Si le Panama est tristement célèbre pour ces pratiques, l’ITF a aussi établi en 2013 une liste d’une trentaine d’autres pavillons de complaisance, comme le Liberia, les Bahamas, les îles Marshall, Malte... mais aussi la France, à travers un système d’immatriculation particulier : le Registre international français. La France est donc épinglée par les syndicats, mais défendue par les gouvernements successifs qui déplorent, eux, ce classement.

En passant par ces pavillons « bis », des compagnies françaises bénéficient, sur la mer, de conditions particulièrement rentables... A l’instar des prestigieuses croisières du Ponant, qui se targuent sur leur site d’une « french touch » de luxe, d’un équipage français... Et dont l’un de ses navires en Méditerranée accueillera la « croisière de la rédaction » du Figaro en septembre 2017, avec des intervenants comme Ivan Rioufol, Agnès Verdier-Molinié ou Yves Thréard. Cette compagnie confie le recrutement des gens de mer à une agence de manning – l’équivalent d’une société d’intérim – UMS, basée à Wallis et Futuna, deux poussières d’empire perdues dans le Pacifique (15 000 habitants) qui disposent de leur propre pavillon fondé dans les années 70.

« Le niveau zéro de la législation sociale »

Or, pour Corine Archambaud, inspectrice maritime rattachée à l’ITF, Wallis et Futuna apparaît comme « le niveau zéro de la législation sociale ». Le pavillon aurait même été spécialement créé pour les croisiéristes. « Ce DOM français compte un territoire avec une législation à part, confirme Michel Le Cavorzin, où il est possible d’immatriculer des navires à des conditions intéressantes. » En 2012, Jean-Emmanuel Sauvée, le PDG du Ponant, évoquait néanmoins, dans une interview, une « souplesse d’exploitation en permettant d’embarquer des marins de toutes nationalités ». Il évoquait l’obligation d’avoir recours à un capitaine et un suppléant français, et au moins 25% de Français parmi le personnel de conduite. Le PDG affirmait aller plus loin en embauchant 40% de Français. Contre 100% dix ans auparavant.

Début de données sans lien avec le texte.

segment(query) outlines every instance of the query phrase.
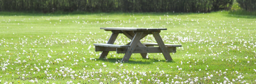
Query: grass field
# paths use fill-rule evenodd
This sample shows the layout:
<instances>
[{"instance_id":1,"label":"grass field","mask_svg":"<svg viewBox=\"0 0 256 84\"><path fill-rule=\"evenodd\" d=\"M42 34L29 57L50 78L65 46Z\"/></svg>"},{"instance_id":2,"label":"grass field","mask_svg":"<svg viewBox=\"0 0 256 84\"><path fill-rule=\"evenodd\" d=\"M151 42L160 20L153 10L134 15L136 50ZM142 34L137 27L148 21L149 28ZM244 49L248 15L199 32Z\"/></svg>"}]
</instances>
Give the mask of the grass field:
<instances>
[{"instance_id":1,"label":"grass field","mask_svg":"<svg viewBox=\"0 0 256 84\"><path fill-rule=\"evenodd\" d=\"M241 84L256 82L256 16L210 13L0 12L1 84ZM93 44L100 27L165 28L165 43L182 45L173 60L110 52ZM114 44L131 40L119 34ZM152 35L141 40L156 42Z\"/></svg>"}]
</instances>

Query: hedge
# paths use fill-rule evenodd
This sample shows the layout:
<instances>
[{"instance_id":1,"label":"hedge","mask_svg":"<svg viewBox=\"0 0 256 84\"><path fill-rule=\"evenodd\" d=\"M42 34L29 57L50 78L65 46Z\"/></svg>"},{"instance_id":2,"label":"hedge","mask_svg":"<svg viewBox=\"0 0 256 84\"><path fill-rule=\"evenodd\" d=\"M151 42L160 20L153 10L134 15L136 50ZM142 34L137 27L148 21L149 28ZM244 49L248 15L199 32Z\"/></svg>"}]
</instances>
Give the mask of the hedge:
<instances>
[{"instance_id":1,"label":"hedge","mask_svg":"<svg viewBox=\"0 0 256 84\"><path fill-rule=\"evenodd\" d=\"M233 0L0 0L0 10L208 12L227 8Z\"/></svg>"},{"instance_id":2,"label":"hedge","mask_svg":"<svg viewBox=\"0 0 256 84\"><path fill-rule=\"evenodd\" d=\"M244 10L249 11L256 10L256 0L236 0L236 1Z\"/></svg>"}]
</instances>

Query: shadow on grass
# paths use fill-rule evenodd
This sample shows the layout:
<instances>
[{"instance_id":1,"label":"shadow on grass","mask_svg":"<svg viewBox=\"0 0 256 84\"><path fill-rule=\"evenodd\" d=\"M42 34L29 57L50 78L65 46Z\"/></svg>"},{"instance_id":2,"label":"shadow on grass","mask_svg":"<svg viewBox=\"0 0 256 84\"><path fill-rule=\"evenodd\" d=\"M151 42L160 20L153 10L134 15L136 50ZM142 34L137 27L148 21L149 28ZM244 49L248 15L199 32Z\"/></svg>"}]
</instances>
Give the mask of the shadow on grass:
<instances>
[{"instance_id":1,"label":"shadow on grass","mask_svg":"<svg viewBox=\"0 0 256 84\"><path fill-rule=\"evenodd\" d=\"M122 60L122 58L108 58L107 59L104 59L103 58L100 58L98 59L98 60L106 61L109 62L110 63L115 63L116 62L119 63L118 60L120 61ZM165 60L161 60L160 61L157 59L136 59L136 60L133 59L132 58L130 58L129 61L128 62L125 62L124 63L130 63L130 64L152 64L154 62L166 62ZM166 62L168 63L174 63L173 61Z\"/></svg>"}]
</instances>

En tant qu’inspectrice syndicale, Corine Archambaud est censée avoir le droit de monter à bord des navires pour vérifier que les contrats ou les conventions collectives sont respectés. Or, elle affirme que « dans cette compagnie, on n’a jamais pu avoir accès aux marins. Il n’y a pas de protection des marins, qui se retrouvent complètement isolés ». Dans la même interview, Jean-Emmanuel Sauvée déclarait que les conditions salariales étaient très attractives. Mais pour Corine Archambaud, « un barman du Ponant gagne 1 700 dollars, brut de charges salariales. Il travaille six mois, 30 jours sur 30, sans congés payés. Il est usé, et il va recommencer, sans avoir droit au RSA entre deux missions. Il va s’appauvrir peu à peu ». Contactées, les croisières du Ponant n’ont pas donné suite à nos questions.

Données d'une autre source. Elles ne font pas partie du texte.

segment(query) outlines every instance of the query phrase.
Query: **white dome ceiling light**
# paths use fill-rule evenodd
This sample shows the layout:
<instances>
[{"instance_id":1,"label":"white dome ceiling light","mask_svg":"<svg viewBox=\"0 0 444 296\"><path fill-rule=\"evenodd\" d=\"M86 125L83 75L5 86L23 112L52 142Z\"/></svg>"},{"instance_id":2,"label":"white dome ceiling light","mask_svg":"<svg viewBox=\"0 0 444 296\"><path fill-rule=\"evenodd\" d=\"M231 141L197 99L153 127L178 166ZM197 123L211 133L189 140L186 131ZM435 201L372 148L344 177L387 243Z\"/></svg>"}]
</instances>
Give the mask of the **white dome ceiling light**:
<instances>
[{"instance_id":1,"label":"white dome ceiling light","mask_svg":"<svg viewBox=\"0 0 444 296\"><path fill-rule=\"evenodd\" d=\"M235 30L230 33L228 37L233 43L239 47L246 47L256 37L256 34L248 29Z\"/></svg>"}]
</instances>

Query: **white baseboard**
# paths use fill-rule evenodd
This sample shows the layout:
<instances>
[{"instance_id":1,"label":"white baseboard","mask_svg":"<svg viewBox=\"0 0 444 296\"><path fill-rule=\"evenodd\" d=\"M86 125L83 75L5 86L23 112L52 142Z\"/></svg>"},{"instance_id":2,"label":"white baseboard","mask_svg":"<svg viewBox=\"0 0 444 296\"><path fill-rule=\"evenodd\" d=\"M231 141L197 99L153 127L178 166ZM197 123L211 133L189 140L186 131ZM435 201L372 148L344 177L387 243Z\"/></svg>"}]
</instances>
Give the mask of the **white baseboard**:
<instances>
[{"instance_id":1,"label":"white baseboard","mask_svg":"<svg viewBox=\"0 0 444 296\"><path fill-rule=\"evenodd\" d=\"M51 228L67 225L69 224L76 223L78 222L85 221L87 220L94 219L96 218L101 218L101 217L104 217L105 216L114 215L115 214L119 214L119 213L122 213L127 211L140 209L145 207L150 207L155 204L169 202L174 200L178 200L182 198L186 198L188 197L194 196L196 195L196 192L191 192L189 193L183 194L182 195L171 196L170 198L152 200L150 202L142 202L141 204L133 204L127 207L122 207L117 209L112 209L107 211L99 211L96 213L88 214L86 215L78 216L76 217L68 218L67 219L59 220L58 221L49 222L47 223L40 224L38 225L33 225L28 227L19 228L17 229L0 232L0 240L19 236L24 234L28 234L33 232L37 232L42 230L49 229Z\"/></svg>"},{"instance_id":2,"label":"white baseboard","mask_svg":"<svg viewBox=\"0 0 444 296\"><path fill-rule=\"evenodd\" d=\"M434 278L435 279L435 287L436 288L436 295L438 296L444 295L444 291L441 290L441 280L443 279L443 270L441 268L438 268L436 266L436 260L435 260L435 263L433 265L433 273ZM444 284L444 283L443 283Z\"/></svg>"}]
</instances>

Des responsabilités volatiles

Mais cet exemple n’est qu’une des conséquences des recours aux pavillons de complaisance. Qui a oublié la tragique marée noire du Prestige en 2002 ? Propriétaire grec, navire domicilié au Liberia, battant pavillon des Bahamas, dont le certificat d’aptitude avait été donné par une société américaine après un contrôle à Dubaï, affréteur suisse, équipage roumain et philippin, pétrole transporté chargé en Lettonie à destination de Singapour, et une cargaison assurée par une compagnie britannique... Qui allait être reconnu responsable des 63 000 tonnes de fioul répandues sur les côtes espagnoles, ayant provoqué la mort de plusieurs centaines de milliers d’oiseaux, entre autres ?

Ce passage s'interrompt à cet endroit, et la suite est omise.